My rating: 5 of 5 stars
Why read a fictional biography? Sometimes, there is no choice: biographies may be out of date, or nonexistent. When they are available, they may be too linear to capture more than the facts, just the facts, ma'am.
There are biographies of Josephine Baker, the "Black Pearl," if the reader wants to know who, what where, and when. I doubt there ever will be one that captures the wild energy, the passionate spirit, and the artistry that came together in this spectacular woman the way Sherry Jones has done. She has shown us the how and why, and filled in the spaces - the beauty and the ugliness, both - that underlay the public spectacle of the glittering international star.
The Josephine Baker who sailed to Paris in 1925 had already powered through enough personal suffering and systemic racism to flatten most people.
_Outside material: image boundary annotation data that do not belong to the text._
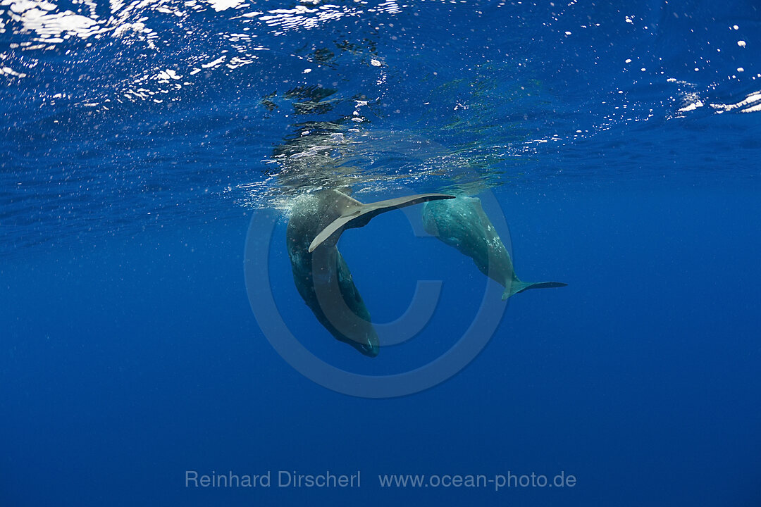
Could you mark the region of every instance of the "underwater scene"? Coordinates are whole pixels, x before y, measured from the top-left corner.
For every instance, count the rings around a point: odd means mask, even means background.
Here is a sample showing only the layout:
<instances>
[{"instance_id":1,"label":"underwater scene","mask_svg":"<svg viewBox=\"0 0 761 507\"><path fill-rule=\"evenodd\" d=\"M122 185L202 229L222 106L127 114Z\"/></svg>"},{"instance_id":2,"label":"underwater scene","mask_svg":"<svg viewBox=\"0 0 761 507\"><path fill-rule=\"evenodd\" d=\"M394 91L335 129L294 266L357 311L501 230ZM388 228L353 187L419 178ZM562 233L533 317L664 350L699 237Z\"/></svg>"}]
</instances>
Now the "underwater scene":
<instances>
[{"instance_id":1,"label":"underwater scene","mask_svg":"<svg viewBox=\"0 0 761 507\"><path fill-rule=\"evenodd\" d=\"M0 0L0 505L761 505L761 3Z\"/></svg>"}]
</instances>

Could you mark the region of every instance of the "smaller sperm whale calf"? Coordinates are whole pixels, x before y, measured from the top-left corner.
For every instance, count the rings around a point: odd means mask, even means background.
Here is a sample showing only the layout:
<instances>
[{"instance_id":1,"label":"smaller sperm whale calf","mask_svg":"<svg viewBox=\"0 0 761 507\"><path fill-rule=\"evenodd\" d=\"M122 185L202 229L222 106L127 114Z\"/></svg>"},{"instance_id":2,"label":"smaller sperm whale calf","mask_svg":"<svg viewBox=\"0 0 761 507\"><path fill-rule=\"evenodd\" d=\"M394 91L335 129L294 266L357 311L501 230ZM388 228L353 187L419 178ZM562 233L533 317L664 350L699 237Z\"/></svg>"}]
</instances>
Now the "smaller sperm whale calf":
<instances>
[{"instance_id":1,"label":"smaller sperm whale calf","mask_svg":"<svg viewBox=\"0 0 761 507\"><path fill-rule=\"evenodd\" d=\"M478 198L460 196L427 202L423 207L423 225L428 234L473 258L482 273L501 284L505 287L502 299L528 289L568 285L528 283L518 278L510 254Z\"/></svg>"}]
</instances>

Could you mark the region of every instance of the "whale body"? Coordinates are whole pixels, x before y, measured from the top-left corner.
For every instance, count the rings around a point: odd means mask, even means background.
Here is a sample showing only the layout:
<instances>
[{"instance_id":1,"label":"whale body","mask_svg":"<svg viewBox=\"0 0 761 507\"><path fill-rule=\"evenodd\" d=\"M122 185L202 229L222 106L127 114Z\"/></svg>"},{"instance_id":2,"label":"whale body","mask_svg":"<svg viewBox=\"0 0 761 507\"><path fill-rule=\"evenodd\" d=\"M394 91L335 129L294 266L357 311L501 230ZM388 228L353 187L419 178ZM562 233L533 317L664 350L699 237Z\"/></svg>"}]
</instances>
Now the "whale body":
<instances>
[{"instance_id":1,"label":"whale body","mask_svg":"<svg viewBox=\"0 0 761 507\"><path fill-rule=\"evenodd\" d=\"M294 282L315 317L336 339L366 356L378 353L370 312L336 247L341 233L390 210L451 198L444 194L419 194L363 204L333 189L296 198L285 235Z\"/></svg>"},{"instance_id":2,"label":"whale body","mask_svg":"<svg viewBox=\"0 0 761 507\"><path fill-rule=\"evenodd\" d=\"M425 231L473 258L479 270L505 287L502 299L528 289L559 287L561 282L527 283L515 274L510 254L478 198L458 196L427 202L423 208Z\"/></svg>"}]
</instances>

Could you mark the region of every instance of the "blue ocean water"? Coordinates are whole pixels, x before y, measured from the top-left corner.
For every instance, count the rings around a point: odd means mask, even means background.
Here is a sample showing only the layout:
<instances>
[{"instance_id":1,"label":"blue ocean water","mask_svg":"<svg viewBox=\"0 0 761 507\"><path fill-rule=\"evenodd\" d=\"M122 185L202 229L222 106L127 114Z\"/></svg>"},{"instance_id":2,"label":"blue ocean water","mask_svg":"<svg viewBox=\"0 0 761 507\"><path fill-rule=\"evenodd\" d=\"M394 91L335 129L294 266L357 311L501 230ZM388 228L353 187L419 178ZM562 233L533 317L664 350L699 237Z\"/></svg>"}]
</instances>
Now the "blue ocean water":
<instances>
[{"instance_id":1,"label":"blue ocean water","mask_svg":"<svg viewBox=\"0 0 761 507\"><path fill-rule=\"evenodd\" d=\"M0 505L759 505L759 34L750 0L2 0ZM247 272L381 379L500 309L389 213L339 243L374 321L418 280L438 305L376 358L335 340L285 237L337 187L480 195L517 274L568 286L430 388L328 389Z\"/></svg>"}]
</instances>

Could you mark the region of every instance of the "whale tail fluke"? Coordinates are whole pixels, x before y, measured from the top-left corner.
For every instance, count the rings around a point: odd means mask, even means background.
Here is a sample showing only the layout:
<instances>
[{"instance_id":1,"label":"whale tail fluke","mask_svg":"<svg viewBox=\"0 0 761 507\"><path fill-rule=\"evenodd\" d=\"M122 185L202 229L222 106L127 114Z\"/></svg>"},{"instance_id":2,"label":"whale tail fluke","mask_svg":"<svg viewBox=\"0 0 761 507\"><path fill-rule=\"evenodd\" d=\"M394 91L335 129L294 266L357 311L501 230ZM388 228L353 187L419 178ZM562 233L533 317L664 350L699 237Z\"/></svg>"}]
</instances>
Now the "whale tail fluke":
<instances>
[{"instance_id":1,"label":"whale tail fluke","mask_svg":"<svg viewBox=\"0 0 761 507\"><path fill-rule=\"evenodd\" d=\"M505 287L505 292L502 293L502 300L504 301L511 296L514 296L524 290L528 290L529 289L550 289L552 287L565 287L566 285L568 284L563 284L562 282L535 282L532 284L530 282L521 281L520 280L514 280Z\"/></svg>"},{"instance_id":2,"label":"whale tail fluke","mask_svg":"<svg viewBox=\"0 0 761 507\"><path fill-rule=\"evenodd\" d=\"M341 233L344 230L363 227L372 218L381 213L406 208L407 206L412 206L428 201L454 198L454 195L447 195L446 194L418 194L416 195L408 195L406 197L363 204L342 192L336 192L336 193L337 195L336 197L343 199L344 209L338 218L329 223L326 227L320 231L315 236L309 246L310 253L328 239L331 240L330 242L336 242L338 236L341 235Z\"/></svg>"}]
</instances>

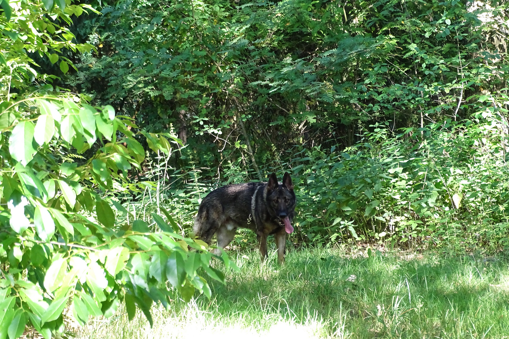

But, with unlimited talent and drive, she escaped initial rejections in the United States ("too skinny and too dark") by landing a job that took her to the integrated world of Paris. There, her breakthrough abandon and energy in "La Danse de Sauvage," clad only in a skirt made of faux bananas, brought artistic acclaim and access to all she ever wished for: the extravagant lifestyle, a starring role at the Folies Bergere, a film career. She searched endlessly for love while hobnobbing with Colette, Gertrude Stein, Hemingway, and the rest of the expatriates.
Her dreams of Europe changed as Brownshirts and Nazis came to her shows and made their vicious intentions clear. A return to New York showed her that not even her fame could break through the racism, and she returned to Europe, disillusioned.
She continued to sing and dance and act the role as an international sensation, but used her position to work as a spy and pilot for the Resistance, facing mortal danger in the name of freedom. After the war, she shifted her focus to challenge racial discrimination wherever her career took her, despite personal heartaches and ill health. Back in America, she forced nighclubs to integrate if they wanted her to sing, she called attention to African-Americans on Death Row who were victims of racist justice, and she participated in very public and challenging actions with the NAACP.
The happiest day of her life, she said, was when she participated with Joan Baez and others, introducing Rev. Martin Luther King before he gave his speech, "I have a dream." Later, she created a Rainbow Tribe by adopting twelve children, demonstrating how beautiful a multi-ethnic world could be.
All of the episodes in this gritty and granular novel are set as her memories during her last performance, celebrating fifty years of stardom in Paris. The reader will come away breathless with admiration for the power and energy of Josephine Baker's life, and how she used her fame to better the world. Watching videos on YouTube is a pale introduction to this groundbreaking woman. The reader's imagination will be well-served by this stunning novel.
Five stars, because only five are available.